The work on “Vertigo” started with Larry Mullen in early 2002 working on drum tracks for potential songs in Hanover Quay. The Edge spoke about the track development from there, “The rhythm of the drums inspired me to create and play simultaneously, among other things, a two-bar guitar chord progression that became part of a song that I composed and recorded over the course of a few days and called “Hard Metal Jacket.” Terry Lawless, a musician and digital audio technician who periodically works with U2, functioned as my recording engineer in Malibu, and assisted me in recording and engineering my work.

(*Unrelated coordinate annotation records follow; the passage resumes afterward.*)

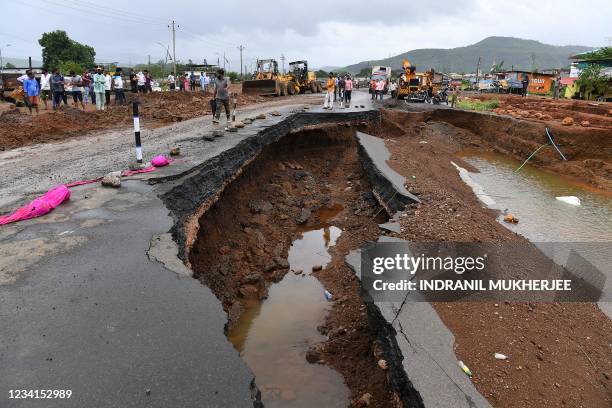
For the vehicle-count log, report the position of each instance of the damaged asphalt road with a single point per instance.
(87, 307)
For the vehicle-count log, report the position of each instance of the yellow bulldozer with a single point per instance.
(417, 86)
(267, 81)
(299, 79)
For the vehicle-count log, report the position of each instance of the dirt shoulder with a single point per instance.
(244, 239)
(559, 354)
(18, 128)
(587, 149)
(582, 113)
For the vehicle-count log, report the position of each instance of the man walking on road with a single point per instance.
(31, 91)
(525, 83)
(100, 89)
(348, 90)
(108, 85)
(171, 82)
(118, 87)
(57, 86)
(330, 94)
(203, 82)
(221, 95)
(77, 90)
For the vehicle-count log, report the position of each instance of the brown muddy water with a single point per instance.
(274, 335)
(530, 195)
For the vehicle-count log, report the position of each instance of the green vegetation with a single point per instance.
(59, 49)
(67, 66)
(594, 82)
(604, 53)
(476, 105)
(515, 52)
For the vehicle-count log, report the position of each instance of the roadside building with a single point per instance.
(581, 61)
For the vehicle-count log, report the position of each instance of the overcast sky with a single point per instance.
(327, 33)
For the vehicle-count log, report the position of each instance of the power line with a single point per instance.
(241, 48)
(123, 12)
(80, 8)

Over the course of several days Terry helped me put the constituent parts of three or four songs together into three or four demo recordings, one of which was “Hard Metal Jacket.” Terry burned “Hard Metal Jacket” and the other songs that I had composed and recorded (collectively, the “Malibu Recordings”) onto a CD and gave the CD to me. In November 2002, when Bono was visiting Los Angeles, I played “Hard Metal Jacket,” and the other Malibu Recordings, for Bono and a mutual friend Lian Lunson.
Bono spoke about this meeting in November 2002:
In November 2002, Edge and I were visiting a friend in Los Angeles named Lian Lunson. Edge played for us recordings of several songs he had been working on. One of the songs, which he titled “Full Metal Jacket” or “Hard Metal Jacket” consisted bass and guitar tracks over drum loops. In listening to “Hard Metal Jacket,” I was impressed with the guitar attitude and vitality, and I thought that the song had some potential to become a U2 song.
In December 2002 the band started work in Dublin on the song, and the band recorded over 75 versions of the song. Bono spoke about the changes to the song:
Over the next two years Hard Metal Jacket went through many iterations on the way to becoming Vertigo. Sometimes in order to identify a particular melodic approach we attached different names to different versions of the song. The names included “Shark Soup,” “Viva La Ramone” and “Native Son” (which was actually the proper title for the song for a while).
The Edge also spoke of some of these alternate titles:
As “Hard Metal Jacket” evolved, the music, instrumentation, title and lyrics changed many times. Over the course of time, “Hard Metal Jacket” had several working titles (for purposes of distinguishing between melodic ideas incorporated within its many iterations), such as “Viva La Ramone,” “Shark Soup,” “Sopa de Tiburon,” “Native Son” and finally “Vertigo.”